An Intro to pre-commit

You can use many great tools to help you in your software development journey. One such tool is pre-commit, a framework for managing and maintaining multi-language pre-commit hooks. You use pre-commit to run one or more tools before allowing you to commit your code locally. For example, you might run the Flake8 linter or the Ruff formatter on your Python code in GitHub Actions or some other CI. But rather than waiting for CI to run, you want to run those checks locally and automatically.

That is where pre-commit comes in. You tell pre-c0mmit what to run, and it will run right before it allows you to commit your code.If any of those checks fail, you must fix your code before committing it.

Installing pre-commit

pre-commit is a Python package, so you can install it using pip. Here’s the command you’ll need to run in your terminal:

pip install pre-commit

Once pre-commit is installed, you can confirm that it works by running the following:

pre-commit --version

Adding the git Hooks

The next step is to navigate to one of your local GitHub code bases in your terminal. Once inside one of your repos, you will need to run this command:

pre-commit install

This command installs pre-commit in your .git\hooks folder so that pre-commit runs whenever you commit. But how does pre-commit know what to run?

You have to define what pre-commit runs using a special YAML file. You’ll learn how in the next section!

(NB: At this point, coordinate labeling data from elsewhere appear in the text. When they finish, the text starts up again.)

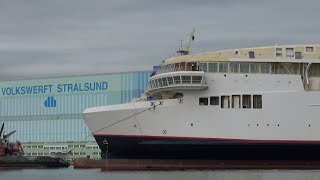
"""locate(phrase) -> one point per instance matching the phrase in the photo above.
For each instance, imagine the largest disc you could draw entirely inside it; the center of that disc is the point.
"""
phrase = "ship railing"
(174, 69)
(184, 80)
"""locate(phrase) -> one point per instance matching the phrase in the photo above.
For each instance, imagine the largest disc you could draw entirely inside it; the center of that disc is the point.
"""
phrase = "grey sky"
(49, 38)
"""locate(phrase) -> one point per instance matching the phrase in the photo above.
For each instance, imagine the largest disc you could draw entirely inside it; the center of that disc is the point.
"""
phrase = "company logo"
(50, 102)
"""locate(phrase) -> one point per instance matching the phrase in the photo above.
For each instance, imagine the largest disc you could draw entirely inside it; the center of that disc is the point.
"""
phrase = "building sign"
(50, 88)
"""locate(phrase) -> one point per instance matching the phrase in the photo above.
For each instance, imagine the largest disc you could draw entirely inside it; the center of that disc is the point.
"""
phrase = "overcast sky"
(50, 38)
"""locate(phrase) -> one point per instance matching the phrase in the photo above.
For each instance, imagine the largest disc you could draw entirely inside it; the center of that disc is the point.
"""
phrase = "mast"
(185, 51)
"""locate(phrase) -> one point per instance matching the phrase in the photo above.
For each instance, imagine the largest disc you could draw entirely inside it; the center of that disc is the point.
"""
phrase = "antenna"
(185, 51)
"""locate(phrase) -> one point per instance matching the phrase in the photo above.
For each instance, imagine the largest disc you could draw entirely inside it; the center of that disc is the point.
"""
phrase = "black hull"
(144, 147)
(39, 162)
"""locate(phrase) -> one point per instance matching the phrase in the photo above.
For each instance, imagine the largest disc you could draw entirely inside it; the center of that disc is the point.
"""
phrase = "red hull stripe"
(209, 139)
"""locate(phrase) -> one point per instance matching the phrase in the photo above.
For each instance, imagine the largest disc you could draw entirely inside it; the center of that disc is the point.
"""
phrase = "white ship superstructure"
(252, 103)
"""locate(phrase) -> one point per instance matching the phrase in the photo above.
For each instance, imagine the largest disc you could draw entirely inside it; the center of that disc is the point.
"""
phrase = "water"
(97, 174)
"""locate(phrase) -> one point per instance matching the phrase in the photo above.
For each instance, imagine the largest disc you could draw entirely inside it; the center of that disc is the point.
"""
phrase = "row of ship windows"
(47, 154)
(63, 147)
(248, 101)
(171, 80)
(235, 67)
(223, 67)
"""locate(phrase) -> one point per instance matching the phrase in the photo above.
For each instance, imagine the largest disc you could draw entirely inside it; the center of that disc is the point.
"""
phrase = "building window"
(309, 49)
(257, 101)
(170, 80)
(298, 55)
(251, 54)
(159, 82)
(225, 102)
(203, 67)
(213, 67)
(214, 100)
(254, 68)
(196, 79)
(203, 101)
(234, 67)
(265, 68)
(289, 52)
(244, 68)
(186, 79)
(246, 101)
(164, 81)
(236, 101)
(223, 67)
(176, 79)
(278, 52)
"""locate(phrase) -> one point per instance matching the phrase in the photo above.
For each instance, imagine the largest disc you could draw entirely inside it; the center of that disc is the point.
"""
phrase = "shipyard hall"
(47, 113)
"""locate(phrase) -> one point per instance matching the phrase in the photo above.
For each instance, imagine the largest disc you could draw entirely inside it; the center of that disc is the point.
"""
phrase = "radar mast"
(185, 50)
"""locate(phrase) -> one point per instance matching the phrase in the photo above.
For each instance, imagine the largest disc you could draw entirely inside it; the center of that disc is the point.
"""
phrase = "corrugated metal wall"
(62, 120)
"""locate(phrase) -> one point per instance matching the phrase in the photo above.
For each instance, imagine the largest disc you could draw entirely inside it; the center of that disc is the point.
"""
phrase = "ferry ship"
(260, 103)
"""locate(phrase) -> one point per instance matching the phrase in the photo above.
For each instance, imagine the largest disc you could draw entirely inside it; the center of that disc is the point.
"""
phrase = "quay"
(157, 164)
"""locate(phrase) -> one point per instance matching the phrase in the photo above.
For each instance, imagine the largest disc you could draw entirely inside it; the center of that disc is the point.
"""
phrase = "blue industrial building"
(50, 110)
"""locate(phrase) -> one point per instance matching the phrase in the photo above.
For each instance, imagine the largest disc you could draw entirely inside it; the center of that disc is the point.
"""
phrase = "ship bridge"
(187, 80)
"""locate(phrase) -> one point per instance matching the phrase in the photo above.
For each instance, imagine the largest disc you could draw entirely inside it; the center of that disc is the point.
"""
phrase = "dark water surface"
(97, 174)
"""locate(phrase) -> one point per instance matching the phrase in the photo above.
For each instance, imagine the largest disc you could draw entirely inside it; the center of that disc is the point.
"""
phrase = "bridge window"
(309, 49)
(159, 83)
(244, 68)
(177, 79)
(203, 101)
(257, 101)
(278, 52)
(254, 68)
(186, 79)
(164, 81)
(289, 52)
(196, 79)
(236, 101)
(214, 100)
(225, 102)
(251, 54)
(246, 101)
(170, 80)
(223, 67)
(213, 67)
(265, 68)
(203, 67)
(298, 55)
(234, 67)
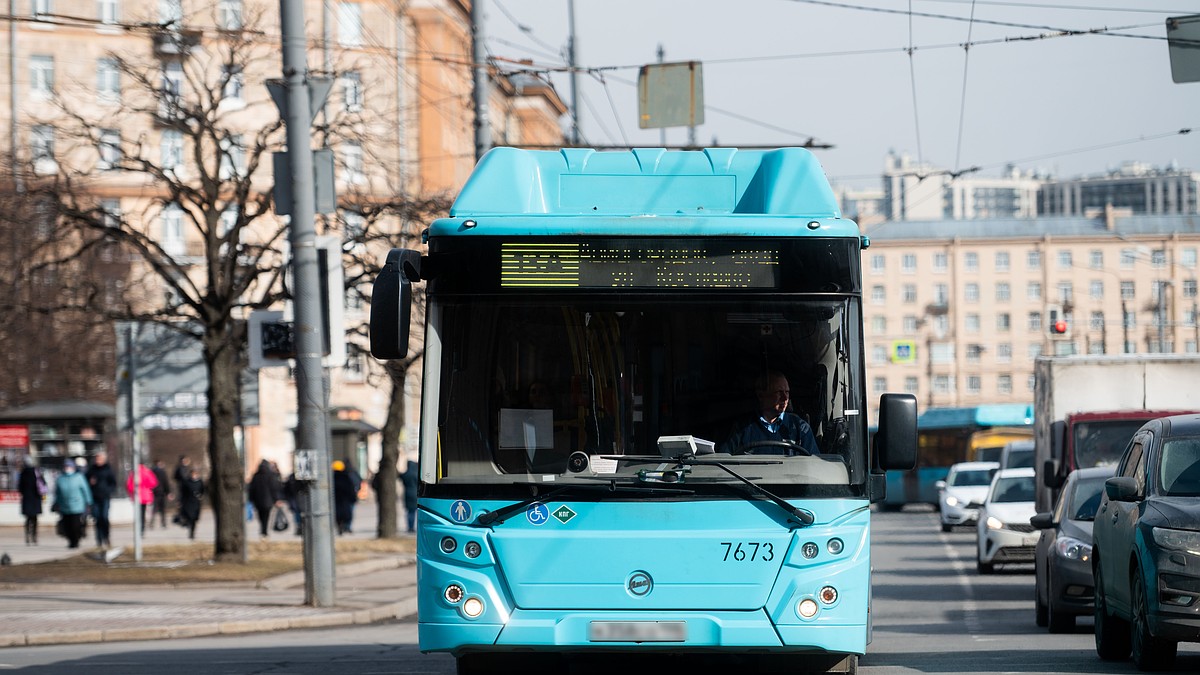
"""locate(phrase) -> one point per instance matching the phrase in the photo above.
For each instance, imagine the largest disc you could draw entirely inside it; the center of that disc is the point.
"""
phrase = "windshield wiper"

Adding a pre-commit Configuration

You need to add a file named .pre-commit-config.yaml (note the leading period) into the root of your repo. If you want to generate a simple config file, you can run this command:

pre-commit sample-config

Here’s an example config for running Black on your code:

repos:
-   repo: https://github.com/pre-commit/pre-commit-hooks
    rev: v2.3.0
    hooks:
    -   id: check-yaml
    -   id: end-of-file-fixer
    -   id: trailing-whitespace
-   repo: https://github.com/psf/black
    rev: 22.10.0
    hooks:
    -   id: black

Personally, I like to run the Ruff formatter and linter as well as a couple of defaults, so I use this config a lot:

repos:
-   repo: https://github.com/pre-commit/pre-commit-hooks
    rev: v3.2.0
    hooks:
    -   id: trailing-whitespace
    -   id: end-of-file-fixer
    -   id: check-added-large-files

- repo: https://github.com/astral-sh/ruff-pre-commit
  # Ruff version.
  rev: v0.1.7
  hooks:
    # Run the linter.
    - id: ruff
    # Run the formatter.
    - id: ruff-format

When you add a new rule to pre-commit, you should run that rule against all the files in your repo so you don’t have any surprises later on. To do that, you need to run this command:

pre-commit run --all-files

Once you have run all your new rules against all your code files, you can start working on your next feature or bug fix. Then, when you run,  git commit the pre-commit hooks will run, and you’ll see if your code is good enough to pass.

Wrapping Up

There are TONs of hooks you can add to pre-commit. A lot of them are mentioned on the pre-commit website. You can add Mypy, pytest, and much, much more to your pre-commit hooks. Just don’t get too crazy, or they may take too long to run, and you’ll go nuts waiting for it.

Overall, running so many of your CI hooks locally is great because your machine is usually faster than waiting on a queue in CI. Give it a try and see what think!